Six current Orioles came through the Cape Cod League -- Will Clark, Scott Erickson, Jeff Conine, Albert Belle, Mike Bordick and Scott Kamieniecki. The most talked-about player this year is Mark Teixeira, who played in high school at Baltimore's Mount St. Joseph and rejected $1.6 million from the Boston Red Sox. He enrolled at Georgia Tech, where he was a freshman standout. Other Marylanders in the league are Justin Singleton (Clemson) of Sparks, son of former Oriole Ken Singleton; Shane Rhodes (West Virginia) of Monkton, Ryan Dacey (George Washington) of Edgewater and Peter Bauer (South Carolina) of Hagerstown, who is only 6 feet 8, 245 pounds.

Such established names as Frank Thomas, Nomar Garciaparra, Chuck Knoblauch, Jeff Bagwell, Tim Salmon, Sean Casey, Tino Martinez, Charles Nagy, Denny Neagle, Terry Steinbach, Todd Stottlemyre, John Franco, Robin Ventura and Mo and Greg Vaughn are among the alumni, plus managers Jim Riggleman, Buck Showalter and Bob Valentine; coaches Marv Foley, Dave Jauss, Joe Kerrigan, Matt Galante, Brian Butterfield, Don Radison and Glenn Sherlock.

Going back a spell, the late Thurman Munson, Charlie Hough, Bobby Witt, Jeff Reardon, Ron Darling, Paul Sorrento, Carlton Fisk, Chris Sabo, Mickey Tettleton and Bob Tewksbury were here.

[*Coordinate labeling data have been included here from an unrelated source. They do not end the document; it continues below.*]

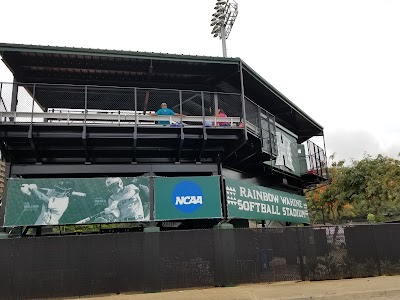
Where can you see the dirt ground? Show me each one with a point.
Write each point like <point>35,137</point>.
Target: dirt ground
<point>383,287</point>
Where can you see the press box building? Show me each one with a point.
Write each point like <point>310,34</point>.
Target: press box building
<point>86,113</point>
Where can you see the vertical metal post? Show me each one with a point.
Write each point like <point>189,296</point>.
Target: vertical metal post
<point>215,104</point>
<point>33,100</point>
<point>203,111</point>
<point>326,159</point>
<point>180,104</point>
<point>135,99</point>
<point>151,196</point>
<point>223,38</point>
<point>243,100</point>
<point>85,104</point>
<point>14,96</point>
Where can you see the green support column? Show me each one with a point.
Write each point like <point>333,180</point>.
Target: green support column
<point>151,260</point>
<point>224,255</point>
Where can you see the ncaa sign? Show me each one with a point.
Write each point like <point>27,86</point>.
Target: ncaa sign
<point>187,196</point>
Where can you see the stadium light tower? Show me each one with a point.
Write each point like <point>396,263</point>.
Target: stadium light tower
<point>223,19</point>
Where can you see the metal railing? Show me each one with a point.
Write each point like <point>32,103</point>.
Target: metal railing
<point>44,103</point>
<point>316,160</point>
<point>132,106</point>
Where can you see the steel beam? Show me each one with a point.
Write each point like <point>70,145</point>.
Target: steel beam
<point>108,169</point>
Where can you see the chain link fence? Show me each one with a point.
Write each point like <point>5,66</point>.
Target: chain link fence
<point>117,105</point>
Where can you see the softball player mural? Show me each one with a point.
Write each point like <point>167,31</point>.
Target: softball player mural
<point>54,200</point>
<point>124,203</point>
<point>77,201</point>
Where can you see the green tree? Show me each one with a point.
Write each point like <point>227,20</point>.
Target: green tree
<point>368,186</point>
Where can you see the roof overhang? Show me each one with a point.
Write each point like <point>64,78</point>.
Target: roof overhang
<point>82,66</point>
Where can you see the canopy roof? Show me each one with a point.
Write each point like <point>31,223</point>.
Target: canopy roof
<point>82,66</point>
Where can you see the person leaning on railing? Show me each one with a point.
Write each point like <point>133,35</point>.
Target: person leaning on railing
<point>165,111</point>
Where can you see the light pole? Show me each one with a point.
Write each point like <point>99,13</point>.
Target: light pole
<point>223,19</point>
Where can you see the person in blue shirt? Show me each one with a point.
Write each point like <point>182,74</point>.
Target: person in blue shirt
<point>165,111</point>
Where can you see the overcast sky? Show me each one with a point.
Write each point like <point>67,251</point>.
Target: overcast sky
<point>339,61</point>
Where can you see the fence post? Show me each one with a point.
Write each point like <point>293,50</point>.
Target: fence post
<point>224,255</point>
<point>376,254</point>
<point>151,260</point>
<point>300,253</point>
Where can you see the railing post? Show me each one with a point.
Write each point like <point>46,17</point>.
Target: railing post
<point>85,104</point>
<point>135,99</point>
<point>243,101</point>
<point>180,105</point>
<point>203,111</point>
<point>14,96</point>
<point>33,100</point>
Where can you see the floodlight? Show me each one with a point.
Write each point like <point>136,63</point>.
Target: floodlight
<point>215,30</point>
<point>223,18</point>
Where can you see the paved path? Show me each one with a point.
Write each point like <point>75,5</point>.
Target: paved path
<point>384,287</point>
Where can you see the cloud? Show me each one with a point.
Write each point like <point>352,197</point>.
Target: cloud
<point>354,144</point>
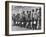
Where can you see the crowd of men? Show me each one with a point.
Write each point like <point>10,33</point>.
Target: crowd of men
<point>30,20</point>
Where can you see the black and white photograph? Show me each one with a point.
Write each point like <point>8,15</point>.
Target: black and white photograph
<point>25,18</point>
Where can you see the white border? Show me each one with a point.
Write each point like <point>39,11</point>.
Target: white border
<point>29,31</point>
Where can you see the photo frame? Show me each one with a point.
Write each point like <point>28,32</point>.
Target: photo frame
<point>24,18</point>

Before them, in this league that is 114 years old, were such standouts as Mickey Cochrane, Pie Traynor, "Deacon" Danny MacFayden and Shanty Hogan -- back when the league was a collection of true town teams and not college recruits.

The league produced a Most Valuable Player in Mo Vaughn, a Cy Young Award winner in Mike Flanagan and a Rookie of the Year in Garciaparra. No other amateur league can make such a claim.

In 1985, the league voted to use wooden bats exclusively. This added authenticity to the records. Balls hit on the sweet spot of the barrel of wooden and aluminum bats carry almost identical distances. But pitches that are mis-hit, say on the trademark or handle, will fly farther with the metal than the wood, which often shatters on contact.

The Cape Cod experience for the players is momentous. The bay and ocean settings, history of the league and its exceptional playing conditions create a coveted distinction all its own.